Camino una zona industrial cercana al río Main y descubro Tanzhaus West, uno de los clubes de música electrónica más representativos de esta urbe. En la parte de afuera un afiche a full color del colectivo Dora Brilliant anuncia un cartel de DJS mujeres, quienes darán el tono a la noche de hoy.
Una vez paso el filtro me sumerjo en su interior. Hay tres ambientes: un pequeño lounge donde suenan suaves beats de música electrónica, decorado con muebles de terciopelo color lila y en su techo una inmensa esfera de discoteca que dibuja en las paredes sus destellos, el ambiente house de estructura industrial donde se escuchan exquisitas y melodiosas armonías del deep y su salón principal, de techos altos y concreto a la vista, donde luces roboscópicas verdes, azules y rojas vienen y van al ritmo del techno. En este club los estimulantes son otros: música, luces y color, al igual que las drogas también son otras: LSD y éxtasis principalmente. A pesar de que la publicidad anuncia una fiesta a todo color, el ambiente es oscuro como el infierno pero resplandeciente como el neón. Entro en la sala principal y camino entre una multitud sumergida en un profundo viaje mental. Siento como mi corazón late al ritmo del techno pum, pum, pum y me dejo ir en las profundidades de la música perdiéndome entre sus beats. Aunque en este lugar la miseria humana no es evidente, puedo ver y sentir la esencia de una ciudad salvaje.
Pensamientos al atardecer
Al caer la tarde, salgo al río Main y recorro su ribera con los rascacielos como telón de fondo de lo que parece una estampa neoyorkina. Bicis que vienen y van, grupos de amigos, parejas, gente solitaria y algunos deportistas transitan la zona. Es el lugar perfecto para dar un paseo, tomar aire y despejar la mente.

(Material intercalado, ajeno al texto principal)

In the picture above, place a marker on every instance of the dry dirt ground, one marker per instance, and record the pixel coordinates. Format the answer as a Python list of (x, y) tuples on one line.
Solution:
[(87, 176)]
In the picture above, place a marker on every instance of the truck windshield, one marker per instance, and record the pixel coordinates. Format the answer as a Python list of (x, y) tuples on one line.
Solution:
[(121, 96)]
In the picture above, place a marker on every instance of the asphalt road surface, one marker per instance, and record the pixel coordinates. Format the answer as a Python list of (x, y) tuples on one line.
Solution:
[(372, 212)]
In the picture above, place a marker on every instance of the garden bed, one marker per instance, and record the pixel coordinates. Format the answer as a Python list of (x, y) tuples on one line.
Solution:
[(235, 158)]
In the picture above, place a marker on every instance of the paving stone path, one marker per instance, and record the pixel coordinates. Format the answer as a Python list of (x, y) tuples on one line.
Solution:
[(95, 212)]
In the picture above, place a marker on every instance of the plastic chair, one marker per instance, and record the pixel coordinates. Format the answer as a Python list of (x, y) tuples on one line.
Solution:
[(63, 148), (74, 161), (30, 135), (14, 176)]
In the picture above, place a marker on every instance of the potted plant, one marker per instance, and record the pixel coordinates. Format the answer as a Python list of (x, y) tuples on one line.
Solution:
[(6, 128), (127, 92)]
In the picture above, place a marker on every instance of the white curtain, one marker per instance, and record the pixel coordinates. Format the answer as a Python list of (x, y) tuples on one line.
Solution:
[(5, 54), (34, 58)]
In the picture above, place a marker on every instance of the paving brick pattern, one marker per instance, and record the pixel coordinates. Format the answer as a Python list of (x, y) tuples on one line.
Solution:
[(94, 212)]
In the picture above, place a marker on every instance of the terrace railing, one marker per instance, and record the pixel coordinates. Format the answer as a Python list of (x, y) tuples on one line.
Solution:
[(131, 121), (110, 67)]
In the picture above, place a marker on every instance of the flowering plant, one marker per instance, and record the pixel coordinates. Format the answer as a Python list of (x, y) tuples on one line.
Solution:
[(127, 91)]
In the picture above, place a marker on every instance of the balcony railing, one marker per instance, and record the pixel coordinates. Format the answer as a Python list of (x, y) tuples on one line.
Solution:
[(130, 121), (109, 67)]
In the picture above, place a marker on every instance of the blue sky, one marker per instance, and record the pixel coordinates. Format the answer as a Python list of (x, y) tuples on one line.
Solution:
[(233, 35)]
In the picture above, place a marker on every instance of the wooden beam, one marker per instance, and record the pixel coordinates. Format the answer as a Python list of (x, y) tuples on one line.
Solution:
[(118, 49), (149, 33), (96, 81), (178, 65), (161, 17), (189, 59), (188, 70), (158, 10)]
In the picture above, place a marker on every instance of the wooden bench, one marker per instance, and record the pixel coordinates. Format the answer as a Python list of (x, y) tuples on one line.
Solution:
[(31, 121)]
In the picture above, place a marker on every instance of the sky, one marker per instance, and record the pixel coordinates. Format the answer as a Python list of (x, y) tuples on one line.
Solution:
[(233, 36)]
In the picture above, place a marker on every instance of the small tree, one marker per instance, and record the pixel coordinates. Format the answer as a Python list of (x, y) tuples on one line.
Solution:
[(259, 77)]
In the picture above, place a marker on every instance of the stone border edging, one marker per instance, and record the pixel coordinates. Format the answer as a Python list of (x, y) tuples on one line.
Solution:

Me detengo en las barandas del Eiserner Steg, un puente peatonal de hierro sobre el río para observar el naranja vivo del atardecer. El lugar está muy concurrido por quienes vienen a ver la puesta del sol y tomar fotos. Cierro los ojos por un momento y escucho sus voces, los abro y la imagen que observo parece la de un inmenso horizonte que arde en llamas. Estoy aquí y ahora, en una ciudad tolerante que invita a pensar lo urbano desde los márgenes, donde cada quien dibuja su cielo o su infierno con la pintura que quiera a su antojo.